Adorei! E adorei me lembrar de que te conheci no ano surreal de 1998! Te amo, meu amigo!
Beijos,
Ina

Unknown disse...

Oi, Matheus!!!
Obrigada pela oportunidade de me emocionar com seu texto. Adorei! Tenho refletido tanto com as "percas de tempo da vida"... Vc é um grande exemplo de quem sabe aproveitar bem esse tempo! Quantas conquistas realizadas!
Beijo.
Adalgisa

Anônimo disse...

Por coincidência e especialmente hoje, andei pensando na mesma coisa que a Adalgisa e devo concordar, você realmente sabe aproveitar e dar valor à vida. Adorei o texto e o blog!
Beijo,
Carla (uma nova leitora de Goiânia \o/)

Anônimo disse...

Você sempre me fazendo reconsiderar e voltar a ter esperanças no SER HUMANO!...
Como é bom te conhecer!
Beijos saudosos
Ju Rasmussen

Unknown disse...

eu acrescentaria estourar jaboticaba na boca, o primeiro gole gelado de cerveja, conversar com o melhor amigo numa tarde de sexta-feira :)
Marina

Unknown disse...

ah! e tomar banho de chuva no carnaval de 96!
Marina

Anônimo disse...

gostei muito! tão bom poder VER tudo isso né? E não passar batido preocupado com não sei o quê!
beijão, tati

Teresa disse...

Texto inspirador. Como me fez pensar na vida... Nas coisas boas, no que realmente vale a pena.
Estou adorando seu blog! Passarei sempre por aqui.
Parabéns!
Beijo
Teresa

Jorge Luiz de Carvalho disse...

Ouvir Tom Jobim, a 2ª dose de uisque, Jose Carlos e Leo, tocar violão na madrugada,minha parceira Teresa, ouvir poesia com Itaney,ouvir Nelio cantando, conversar com Talim, sonhar com Praga....
Parabens Matheus pelo texto maravilhoso,seguindo toda uma linhagem familiar. Um beijão do amigo Jorge Luiz

Eugênio Parente disse...

Matheus, excelente, texto claro que emociona. Aliás, o meu principal critério avaliação é a emoção, e sua crõnica me provocou isto o tempo todo.
Inteligente, ao final, vc meio que passa a bola para o leitor completar a lista das coisas boas. Vai a minha contribuição: cafuné, fotografar, ficar com os filhos...
Abração.
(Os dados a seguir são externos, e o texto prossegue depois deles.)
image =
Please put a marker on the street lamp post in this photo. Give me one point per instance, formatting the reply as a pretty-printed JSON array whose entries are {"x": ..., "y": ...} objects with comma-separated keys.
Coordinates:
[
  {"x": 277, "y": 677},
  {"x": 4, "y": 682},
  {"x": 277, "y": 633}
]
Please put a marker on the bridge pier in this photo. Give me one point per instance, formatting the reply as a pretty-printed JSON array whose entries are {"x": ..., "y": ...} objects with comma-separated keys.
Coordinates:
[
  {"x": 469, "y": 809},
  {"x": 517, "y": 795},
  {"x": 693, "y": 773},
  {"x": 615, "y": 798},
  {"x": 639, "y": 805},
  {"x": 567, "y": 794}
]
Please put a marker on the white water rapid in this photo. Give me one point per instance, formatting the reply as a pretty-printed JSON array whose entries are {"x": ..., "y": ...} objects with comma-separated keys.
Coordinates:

Eugenio

visite minha página de fotos:

eugenioparente.podiumfoto.com.br

Eugênio Parente disse...

correção:
eugenioparente.podiumfoto.com
outro abraço

itaney disse...

Me identifiquei muito com essas referências, essas coisas boas da vida, esses artistas, esses momentos de paz, de estar simplemente ouvindo uma bela música ou usufruindo um belo poema...

Gigi disse...

NOTA MENTAL: voltar aqui mais vezes!!!! Uma delícia este texto!!!!
Beijoca!

Wenddie disse...

Ser levada pelas emoções na leitura de fragmentos das emoções do escritor - isso também é muito bom na vida! Descobri seu blog e to adorando! beijos, Wenddie (lembra de mim?)